Before I could question my life choices, I had transformed half my sketch pad into an army of paper figures. This animation gave me nothing but trouble, which was still better than giving me nothing at all.
This bizarre episode taught me that animation is sometimes just the creative manifestation of cabin fever. When your body is trapped, your mind finds ways to move that your leg can't.
The Red Bull Contest Confusion
Nothing says "professional animator" quite like completely misreading contest rules. After resurrecting an old animation that had been gathering digital dust on my hard drive, I poured hours into reshaping it for a Red Bull contest with prizes that made my student-loan-burdened brain do backflips.
Only after I was elbow-deep in the project did I actually read the rules. UK residents only. Permanent UK address required. Well, great.
Did I give up like a reasonable person? Of course not. I called Emil, begging for his UK address like some animation hustler. Problem solved—until I realized my chances would be better in the student category, triggering another round of bureaucratic gymnastics.
After all this rule-bending and friend-exploiting, the most bizarre thing happened: I stopped caring about winning. Somewhere between starting and submitting, the work transformed from "contest entry" to "thing I'm making because it now exists and demands completion."
This ridiculous journey taught me that sometimes you begin animating for the most random reasons but finish for the right ones. The prize became irrelevant; the animation itself was the point all along.
The Diwali Animation That Barely Was
I promised myself: NO FREELANCE until graduation. A sacred vow that lasted right up until a relative asked for my services. Suddenly my principles vanished faster than free food at a student gathering.
This "EVIL FREELANCE" (not being dramatic at all) derailed my planned Diwali animation, which served dual purposes: holiday wishes and an excuse to break in my shiny new Cintiq—the expensive toy I'd convinced myself would magically make me a better animator.

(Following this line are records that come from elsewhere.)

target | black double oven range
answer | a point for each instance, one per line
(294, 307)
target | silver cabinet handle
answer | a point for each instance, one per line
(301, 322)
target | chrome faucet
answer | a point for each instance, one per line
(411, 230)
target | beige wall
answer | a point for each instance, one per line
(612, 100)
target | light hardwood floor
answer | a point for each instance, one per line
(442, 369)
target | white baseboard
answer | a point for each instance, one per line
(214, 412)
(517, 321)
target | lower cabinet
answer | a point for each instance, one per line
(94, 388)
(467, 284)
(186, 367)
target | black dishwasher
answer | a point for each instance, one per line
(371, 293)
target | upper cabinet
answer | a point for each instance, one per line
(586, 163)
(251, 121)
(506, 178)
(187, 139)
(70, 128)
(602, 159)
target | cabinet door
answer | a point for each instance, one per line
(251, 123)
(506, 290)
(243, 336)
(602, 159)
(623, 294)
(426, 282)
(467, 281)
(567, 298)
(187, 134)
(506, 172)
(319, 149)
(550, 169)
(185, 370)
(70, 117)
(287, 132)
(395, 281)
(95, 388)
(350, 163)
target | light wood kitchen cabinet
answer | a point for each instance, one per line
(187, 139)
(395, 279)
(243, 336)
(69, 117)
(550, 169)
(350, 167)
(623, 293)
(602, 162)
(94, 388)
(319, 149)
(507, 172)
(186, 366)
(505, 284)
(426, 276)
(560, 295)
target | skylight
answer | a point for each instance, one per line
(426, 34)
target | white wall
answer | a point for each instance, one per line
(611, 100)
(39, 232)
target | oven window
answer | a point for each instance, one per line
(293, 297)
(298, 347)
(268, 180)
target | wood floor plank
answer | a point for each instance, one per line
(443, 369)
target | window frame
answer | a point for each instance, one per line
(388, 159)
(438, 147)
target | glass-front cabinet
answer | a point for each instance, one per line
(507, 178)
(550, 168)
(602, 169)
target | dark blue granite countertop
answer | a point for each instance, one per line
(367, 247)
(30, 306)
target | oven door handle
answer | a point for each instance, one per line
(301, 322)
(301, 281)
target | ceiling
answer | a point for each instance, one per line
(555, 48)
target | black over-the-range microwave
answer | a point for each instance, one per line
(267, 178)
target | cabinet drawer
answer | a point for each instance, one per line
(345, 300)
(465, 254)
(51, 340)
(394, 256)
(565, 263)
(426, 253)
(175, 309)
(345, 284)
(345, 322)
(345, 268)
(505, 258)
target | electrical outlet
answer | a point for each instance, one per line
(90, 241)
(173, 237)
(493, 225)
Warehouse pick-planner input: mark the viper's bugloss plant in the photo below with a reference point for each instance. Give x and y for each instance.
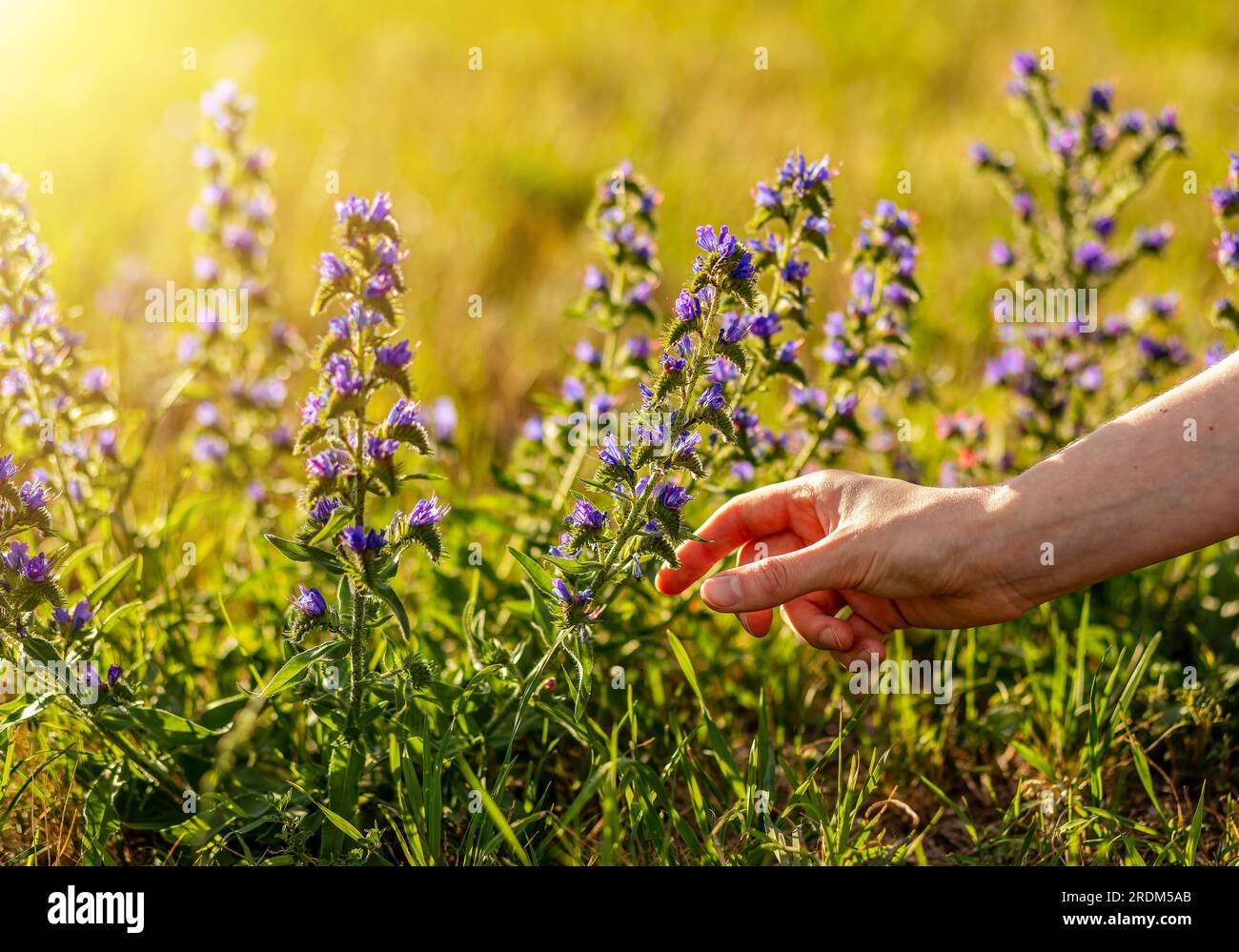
(239, 427)
(719, 354)
(352, 449)
(54, 408)
(28, 577)
(1068, 371)
(859, 349)
(618, 303)
(1225, 201)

The resulting animation was a disaster by my standards—rushed, unpolished, missing all the post-production finesse I'd planned. I served it up raw, like sushi but less intentional. Just bare Photoshop animation without any of the garnish that might have made it palatable.
Why We Actually Animate
After years of creating under deadlines, while immobilized, broke, confused, and overwhelmed, I've realized something profound about animation: it almost never happens for the pure, noble reasons we pretend it does.
We animate because our leg is broken and we're losing our minds. Because we can't afford real presents. Because we committed to projects before understanding what they entailed. Because we got new equipment that needs justifying. Because relatives guilt us into freelance work we swore we'd never take.

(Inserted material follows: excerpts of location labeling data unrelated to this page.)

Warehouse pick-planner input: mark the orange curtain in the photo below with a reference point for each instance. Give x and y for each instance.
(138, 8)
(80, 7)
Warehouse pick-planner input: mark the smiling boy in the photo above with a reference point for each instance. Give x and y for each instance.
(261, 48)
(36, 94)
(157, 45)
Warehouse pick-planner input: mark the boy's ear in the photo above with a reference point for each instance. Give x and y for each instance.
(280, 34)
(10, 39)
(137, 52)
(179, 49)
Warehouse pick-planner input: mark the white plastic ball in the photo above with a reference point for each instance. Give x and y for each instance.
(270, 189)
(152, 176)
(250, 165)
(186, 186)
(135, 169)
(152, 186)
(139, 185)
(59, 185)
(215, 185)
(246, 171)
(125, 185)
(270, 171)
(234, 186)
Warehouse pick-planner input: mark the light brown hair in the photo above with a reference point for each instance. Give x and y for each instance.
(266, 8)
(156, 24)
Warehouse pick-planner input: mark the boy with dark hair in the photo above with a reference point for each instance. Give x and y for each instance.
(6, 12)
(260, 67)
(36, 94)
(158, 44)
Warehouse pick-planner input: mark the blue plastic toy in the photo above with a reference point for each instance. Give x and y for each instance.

These messy, human, often embarrassing motivations don't make the resulting animations less legitimate—they make them more honest. Each project carries the DNA of its chaotic origins, visible only to those who know where to look.
Perhaps the truest animation comes not from perfect artistic vision but from our deeply imperfect lives—our limitations, obligations, mistakes, and accidents transformed frame by painstaking frame into something that somehow transcends the ridiculous circumstances that birthed it.
And isn't that the whole point, really?